The task that I set was to figure out how to read in a file. This is not covered in the tutorial, and I thought it would be a simple matter of looking through the library reference for the io library. One of the first predicates looks promising:

:- pred io.read_file(io.maybe_partial_res(list(char))::out,
                     io::di,
                     io::uo) is det.

But on second thought, something seems to be missing. The second and third parameters are the world states (the type is io, the mode di stands for destructive-input, meaning the variable cannot be used again, uo means unique output, which means that no other variable in the program can have that value), and the first one is going to be the contents of the file itself. But where is the file name?

The comment provides the necessary pointer:

% Reads all the characters from the current input stream until
% eof or error.

Hmm. So all of these functions operate on whatever the current input stream is. How do we set that? io.set_input_stream looks pretty good:

% io.set_input_stream(NewStream, OldStream, !IO):
% Changes the current input stream to the stream specified.
% Returns the previous stream.
%
:- pred io.set_input_stream(io.input_stream::in,
                            io.input_stream::out,
                            io::di, io::uo) is det.

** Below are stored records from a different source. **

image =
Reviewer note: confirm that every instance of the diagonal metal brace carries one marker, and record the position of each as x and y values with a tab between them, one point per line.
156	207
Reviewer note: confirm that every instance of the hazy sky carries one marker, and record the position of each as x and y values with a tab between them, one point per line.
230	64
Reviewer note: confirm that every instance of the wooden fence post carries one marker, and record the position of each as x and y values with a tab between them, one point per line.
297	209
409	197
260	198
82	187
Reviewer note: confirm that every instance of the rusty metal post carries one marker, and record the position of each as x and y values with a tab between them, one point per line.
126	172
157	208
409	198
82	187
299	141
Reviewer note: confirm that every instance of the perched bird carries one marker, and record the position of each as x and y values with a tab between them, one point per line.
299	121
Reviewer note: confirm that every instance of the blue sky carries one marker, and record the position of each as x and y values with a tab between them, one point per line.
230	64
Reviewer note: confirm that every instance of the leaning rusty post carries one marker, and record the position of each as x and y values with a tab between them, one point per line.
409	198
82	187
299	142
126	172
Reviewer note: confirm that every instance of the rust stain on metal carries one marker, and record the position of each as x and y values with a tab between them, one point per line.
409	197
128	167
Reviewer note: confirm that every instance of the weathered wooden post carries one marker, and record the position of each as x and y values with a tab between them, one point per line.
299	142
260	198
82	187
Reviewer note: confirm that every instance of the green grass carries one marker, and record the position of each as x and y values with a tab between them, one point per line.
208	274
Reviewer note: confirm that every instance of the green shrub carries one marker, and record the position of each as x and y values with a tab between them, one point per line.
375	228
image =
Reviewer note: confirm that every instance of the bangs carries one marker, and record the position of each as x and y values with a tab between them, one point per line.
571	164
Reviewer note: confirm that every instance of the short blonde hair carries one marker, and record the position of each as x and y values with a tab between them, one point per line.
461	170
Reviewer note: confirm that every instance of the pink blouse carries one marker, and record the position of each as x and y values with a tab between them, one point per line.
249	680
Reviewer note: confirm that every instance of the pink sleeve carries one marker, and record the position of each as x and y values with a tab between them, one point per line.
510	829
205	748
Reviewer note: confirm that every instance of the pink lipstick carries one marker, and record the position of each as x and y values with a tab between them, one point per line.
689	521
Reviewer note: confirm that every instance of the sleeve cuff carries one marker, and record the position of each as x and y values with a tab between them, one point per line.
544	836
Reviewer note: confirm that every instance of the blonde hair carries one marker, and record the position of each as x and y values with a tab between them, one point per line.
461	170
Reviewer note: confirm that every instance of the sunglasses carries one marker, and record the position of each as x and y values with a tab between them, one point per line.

But even better is io.see, which will try to open a file and if successful, will set it to the current stream (the alternative is to use io.open_input and then io.set_input_stream):

% io.see(File, Result, !IO).
% Attempts to open a file for input, and if successful,
% sets the current input stream to the newly opened stream.
% Result is either 'ok' or 'error(ErrorCode)'.
%
:- pred io.see(string::in, io.res::out, io::di, io::uo) is det.

With that in mind, let’s go ahead and implement a predicate to read files (much like I was expecting to find in the standard library, and what I put into a module of similar utilities I’ve started, titled, in tribute to Haskell, prelude):

:- pred prelude.read_file(string::in,
                          maybe(string)::out,
                          io::di,io::uo) is det.
prelude.read_file(Path,Contents,!IO) :-
  io.see(Path,Result,!IO),
  ( Result = ok,
    io.read_file_as_string(File,!IO),
    io.seen(!IO),
    (
      File = ok(String),
      Contents = yes(String)
    ;
      File = error(_,_),
      Contents = no
    )
  ;
    Result = error(_),
    Contents = no
  ).

To walk through what this code is doing, the type says that this is a predicate that does I/O (that’s what the last two arguments are for), that it takes in a string (the path) and give out a maybe(string), and that this whole thing is deterministic (ie, it always succeeds, which is accomplished by wrapping the failure into the return type: either yes(value) or no).

The first line tries to open the file at the path and bind it as the current input stream. I then pattern match on the results of that - if it failed, just bind Contents (the return value) to no. Otherwise, we try to read the contents out of the file and then close the file and set the input stream to the default one again (that is what the predicate io.seen does). Similarly we handle (well, really don’t handle, at least not well) reading the file failing. If it succeeds, we set the return type to the contents of the file.

What is interesting about this code is that while it is written in the form of logical statements, it feels very much like the way one does I/O in Haskell - probably a bit of that is my own bias (as a Haskell programmer, I am likely to write everything like I would write Haskell code, kind of how my python code always ends up with lambda’s and maps in it), but it also is probably a function of the fact that doing I/O in a statically type pure language is going to always be pretty similar - lots of dealing with error conditions, and not much else!

Anyhow, this was just a tiny bit of code, but it is a predicate that is immediately useful, especially when trying to use Mercury for random scripting tasks (what I often do with new languages, regardless of their reputed ability for scripting).